What does this have to do with us, 2700 years later, living on the other side of the planet from the people Amos prophesied against? And what does it have to do with a theology of work? Their mistakes are our warnings. They failed to see the difference between the sort of work that God’s people ought to engage in and the sort of work that is a curse. They worked with only an eye to their own gain, and because of it, they traded what God intended for them for some trinkets and baubles. They traded their brothers and sisters, their friends and neighbors, for some comfy sofas and fashionable shoes. Their unholy work infected their entire country from top to bottom, and no one was able to hear the voice of the Lord. What does it have to do with us? It tells us that we’d better take a serious look at the sort of work we do and how we treat the work of others.

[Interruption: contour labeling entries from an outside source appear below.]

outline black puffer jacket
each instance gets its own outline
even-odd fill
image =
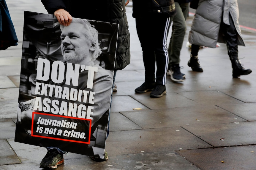
[[[62,8],[73,17],[119,24],[115,68],[122,69],[130,63],[130,34],[124,0],[41,0],[49,14]],[[85,4],[85,5],[84,5]]]
[[[132,10],[135,18],[152,15],[168,17],[176,13],[173,0],[132,0]]]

We live in an age and a land where there is far more bad teaching about work than there is good. For some, work is pure drudgery, something we endure to get a paycheck so we can pay for a weekend or a vacation or a retirement in which we can numb ourselves to that drudgery. For others, work is an opportunity for me to advance myself, to build my own little empire of sand, to put myself above my fellow humans, to earn more than the guy down the street. For others, work is an addiction, and we invent all sorts of justifications for why we have become a slave to our work, why we have become a slave to our fear, why we have become a slave to our avoidance of whatever issue or person we’re hiding from. For others, work is something that has been used to beat me down, because I can’t get a job like others can, or I can’t get the job I’ve always wanted, and so I feel like I’m less than others.
And on a broader scale, our world places such an insane value on profit and economy that we feed into those cycles of dehumanizing work. We build our economies with such short sight, so unsustainably, and someone somewhere in the world will pay the price. We buy our clothes or our gadgets without ever stopping to think about where they come from or what conditions the people who made them live in. We want such low prices for our food that no one can afford to pay Americans enough to harvest it, and the only ones who will do such work come from other countries, and then we stoke ourselves into a rage about illegal immigration. I’m not trying to be political, but we have to face up to our own participation in the broader picture, and if you want to dismiss my message because you think I’m being political, you need to take another look at the prophecies of Amos.
There are types of work that make us less than what God wanted us to be. There are ways of using the work of others that make us less than what God wanted us to be. But on the other hand, God-honoring work is one of the ways we are most human. It doesn’t have to be in a paid job. You don’t have to be over 18 and you don’t have to be under 65. Every one of us is able to participate in the restoration of God’s creation by helping others in God-honoring work in some way. Every one of us is able to resist those systems that put profit ahead of people. Every one of us can use what God has given us in the service of His kingdom.